ALLPATHS: De novo assembly of whole-genome shotgun microreads

  1. Jonathan Butler1,
  2. Iain MacCallum1,
  3. Michael Kleber1,6,
  4. Ilya A. Shlyakhter1,
  5. Matthew K. Belmonte1,2,
  6. Eric S. Lander1,3,4,5,
  7. Chad Nusbaum1, and
  8. David B. Jaffe1,7
  1. 1 Broad Institute of MIT and Harvard, Cambridge, Massachusetts 02141, USA;
  2. 2 Department of Human Development, Cornell University, Ithaca, New York 14853, USA;
  3. 3 Whitehead Institute for Biomedical Research, Cambridge, Massachusetts 02139, USA;
  4. 4 Department of Biology, Massachusetts Institute of Technology, Cambridge, Massachusetts 02139, USA;
  5. 5 Department of Systems Biology, Harvard Medical School, Boston, Massachusetts 02115, USA

Abstract

New DNA sequencing technologies deliver data at dramatically lower costs but demand new analytical methods to take full advantage of the very short reads that they produce. We provide an initial, theoretical solution to the challenge of de novo assembly from whole-genome shotgun “microreads.” For 11 genomes of sizes up to 39 Mb, we generated high-quality assemblies from 80× coverage by paired 30-base simulated reads modeled after real Illumina-Solexa reads. The bacterial genomes of Campylobacter jejuni and Escherichia coli assemble optimally, yielding single perfect contigs, and larger genomes yield assemblies that are highly connected and accurate. Assemblies are presented in a graph form that retains intrinsic ambiguities such as those arising from polymorphism, thereby providing information that has been absent from previous genome assemblies. For both C. jejuni and E. coli, this assembly graph is a single edge encompassing the entire genome. Larger genomes produce more complicated graphs, but the vast majority of the bases in their assemblies are present in long edges that are nearly always perfect. We describe a general method for genome assembly that can be applied to all types of DNA sequence data, not only short read data, but also conventional sequence reads.

Footnotes

  • 6 Present address: Google, Inc., Cambridge, MA 02142, USA.

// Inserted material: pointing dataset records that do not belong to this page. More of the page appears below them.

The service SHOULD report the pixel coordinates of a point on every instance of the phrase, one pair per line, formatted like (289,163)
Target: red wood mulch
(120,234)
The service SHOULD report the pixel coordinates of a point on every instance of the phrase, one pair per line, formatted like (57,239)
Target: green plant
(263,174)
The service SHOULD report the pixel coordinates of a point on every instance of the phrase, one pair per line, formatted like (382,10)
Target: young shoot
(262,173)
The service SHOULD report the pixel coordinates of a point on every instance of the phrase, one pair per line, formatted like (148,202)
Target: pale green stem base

  • 7 Corresponding authors.

    7 E-MAIL jaffe{at}broad.mit.edu; fax (617) 258-0901.

  • [Supplemental material is available online at www.genome.org.]

  • Article published online before print. Article and publication date are at http://www.genome.org/cgi/doi/10.1101/gr.7337908.

    • Received October 19, 2007.
    • Accepted January 3, 2008.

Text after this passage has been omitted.